To be clear, there’s no indication yet of any kind of terrorism link to this incident, but Sussex police do believe the yahoos piloting these drones did this on purpose. Per a CNN report, Sussex police superintendent Justin Burtenshaw told the UK Press Association that “Each time we believe we get close to the operator, the drone disappears. When we look to reopen the airfield, the drone reappears.”
It’s certainly amazing that devices as small as a couple of drones, without even leading to any kind of violence or causing direct threat to anyone, can bring the ordinary course of business at a major airport crashing to a halt. Or that drones are able to even get close enough to an airfield in the first place to cause this kind of disruption.
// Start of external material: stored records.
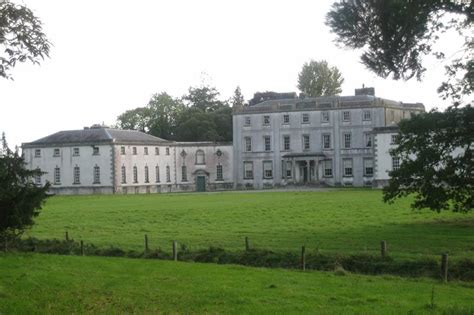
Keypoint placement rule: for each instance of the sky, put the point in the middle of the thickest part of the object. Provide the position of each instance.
(111, 56)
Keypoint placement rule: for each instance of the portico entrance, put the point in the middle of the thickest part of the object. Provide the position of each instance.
(304, 167)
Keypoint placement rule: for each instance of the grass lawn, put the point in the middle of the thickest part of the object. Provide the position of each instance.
(50, 284)
(336, 221)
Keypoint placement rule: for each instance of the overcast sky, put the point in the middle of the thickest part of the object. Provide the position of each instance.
(111, 56)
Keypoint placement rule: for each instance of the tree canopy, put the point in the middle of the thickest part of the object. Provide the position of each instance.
(435, 148)
(395, 35)
(20, 198)
(197, 116)
(436, 160)
(318, 79)
(21, 37)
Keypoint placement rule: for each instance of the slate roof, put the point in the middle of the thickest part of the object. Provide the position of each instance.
(96, 136)
(326, 102)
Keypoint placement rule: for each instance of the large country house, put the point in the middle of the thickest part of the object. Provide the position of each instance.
(330, 141)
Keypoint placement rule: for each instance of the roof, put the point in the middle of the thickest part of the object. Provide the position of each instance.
(326, 102)
(96, 136)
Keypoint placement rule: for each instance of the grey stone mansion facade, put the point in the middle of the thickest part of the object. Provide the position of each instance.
(328, 141)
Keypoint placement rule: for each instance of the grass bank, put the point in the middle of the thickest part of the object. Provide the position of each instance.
(330, 222)
(34, 283)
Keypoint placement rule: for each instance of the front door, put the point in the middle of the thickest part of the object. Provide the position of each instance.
(200, 183)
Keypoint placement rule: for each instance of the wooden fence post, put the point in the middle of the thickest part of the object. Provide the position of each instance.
(444, 267)
(383, 249)
(303, 258)
(175, 251)
(146, 244)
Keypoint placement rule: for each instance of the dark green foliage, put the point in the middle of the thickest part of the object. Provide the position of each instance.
(437, 160)
(318, 79)
(205, 118)
(269, 95)
(362, 263)
(20, 198)
(21, 37)
(395, 35)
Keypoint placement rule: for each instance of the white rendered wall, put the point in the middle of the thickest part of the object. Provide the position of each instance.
(66, 161)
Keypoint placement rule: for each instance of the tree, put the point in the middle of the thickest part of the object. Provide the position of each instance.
(237, 100)
(318, 79)
(203, 98)
(395, 35)
(135, 119)
(21, 37)
(437, 161)
(20, 198)
(164, 111)
(435, 148)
To that end, Britain’s Prime Minister Theresa May reportedly said her government is looking at the possibility of “further police powers” so that this kind of thing can be kept in check. Using a drone like this in the UK to threaten aircraft can land you a maximum five-year prison sentence. Police at the time of this writing were still hunting for the drone operators, and there’s even a possibility that British troops may join in that search.
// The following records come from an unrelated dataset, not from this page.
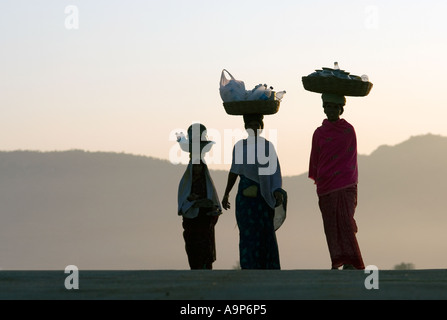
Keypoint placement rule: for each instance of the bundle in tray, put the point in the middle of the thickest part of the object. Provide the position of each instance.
(239, 101)
(337, 81)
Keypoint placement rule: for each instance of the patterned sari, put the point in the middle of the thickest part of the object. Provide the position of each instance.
(258, 247)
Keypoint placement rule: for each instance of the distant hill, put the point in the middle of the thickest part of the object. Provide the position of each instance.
(101, 210)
The Associated Press reports that the UK’s Guild of Air Traffic Control Officers has been calling for the implementation of geofencing and that other counter-measures be taken to minimize disruption from drones. “Hundreds of flights have been canceled and more than 100,000 travelers disrupted at the U.K.’s second-busiest airport since drones were spotted over the airfield on Wednesday evening,” the news service reports. “Gatwick first closed Wednesday night at around 9 p.m. (2100 GMT) when drones were sighted. It reopened at around 3 a.m. (0300 GMT) Thursday morning but shut down again in 45 minutes when drones were spotted.”